Which is weird, here is my dice loss implementation and train function:

class SoftDiceLoss(nn.Module):
    def __init__(self):
        super(SoftDiceLoss, self).__init__()
        
    def forward(self, pred, target):
       smooth = 1.
       iflat = pred.contiguous().view(-1)
       tflat = target.contiguous().view(-1)
       intersection = (iflat * tflat).sum()
       A_sum = torch.sum(iflat * iflat)
       B_sum = torch.sum(tflat * tflat)
       return 1 - ((2. * intersection + smooth) / (A_sum + B_sum + smooth) )

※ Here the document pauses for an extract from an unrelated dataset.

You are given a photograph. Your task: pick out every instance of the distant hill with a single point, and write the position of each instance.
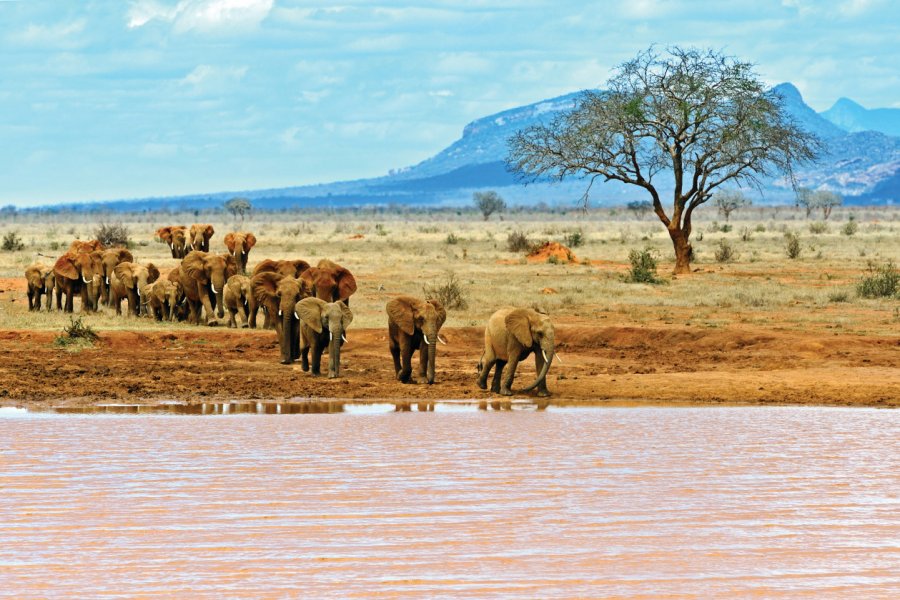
(862, 162)
(850, 116)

def train_epoch(self, dataloader, dice_loss):
        
        self.net.train()
        
        epoch_running_loss = 0
        
        for batch_idx, (x_batch, y_batch) in enumerate(dataloader):
            
            x_batch = x_batch.to(self.device)
            y_batch = y_batch.to(self.device)
            
            self.optimizer.zero_grad()
            y_out = self.net(x_batch)
            training_loss = self.loss(y_out, y_batch)
            train_dice = dice_loss(y_out, y_batch)
            training_loss.backward()
            self.optimizer.step()
            
            if batch_idx % 200 == 0 and batch_idx != 0:
                
                print(f"Step - {batch_idx} [Train Loss - {epoch_running_loss/batch_idx}] [Dice Coeff - {train_dice.item()}]")
            
            epoch_running_loss += training_loss.item()
            
        return (epoch_running_loss/len(dataloader)), train_dice
    
    
                
    
    def train_unet(self, train_loader, val_loader, n_epochs, dice_metric):
            
        min_loss = np.inf
        train_time = time.time()
        dice_metric = dice_metric.to(device)
                
        logs = {}
        
        for epoch in range(1, n_epochs+1):
            
            train_loss, train_dice = self.train_epoch(train_loader, dice_metric)
            
            #self.scheduler.step()
            
            val_loss, val_dice = self.val_epoch(val_loader, dice_metric)
            
            logs = {'epoch': epoch,
                    'time': epoch_end - train_start,
                    'train_loss': train_loss,
                    'validation_loss': val_loss,
                    'train_dice': trian_dice,
                    'validation_dice': val_dice
                    }
            
            print("-" * 20)
            print(f"Epoch - {logs['epoch']} | Time Elapsed - {logs['time']} | Training Loss - {logs['train_loss']} | Train Dice Coeff - {logs['train_dice']}") 
            print(f"Validation Loss - {logs['validation_loss']} | Validation Dice - {logs['validation_dice']}")

If you could point me in the direction of what is wrong that would be great! Thanks so much.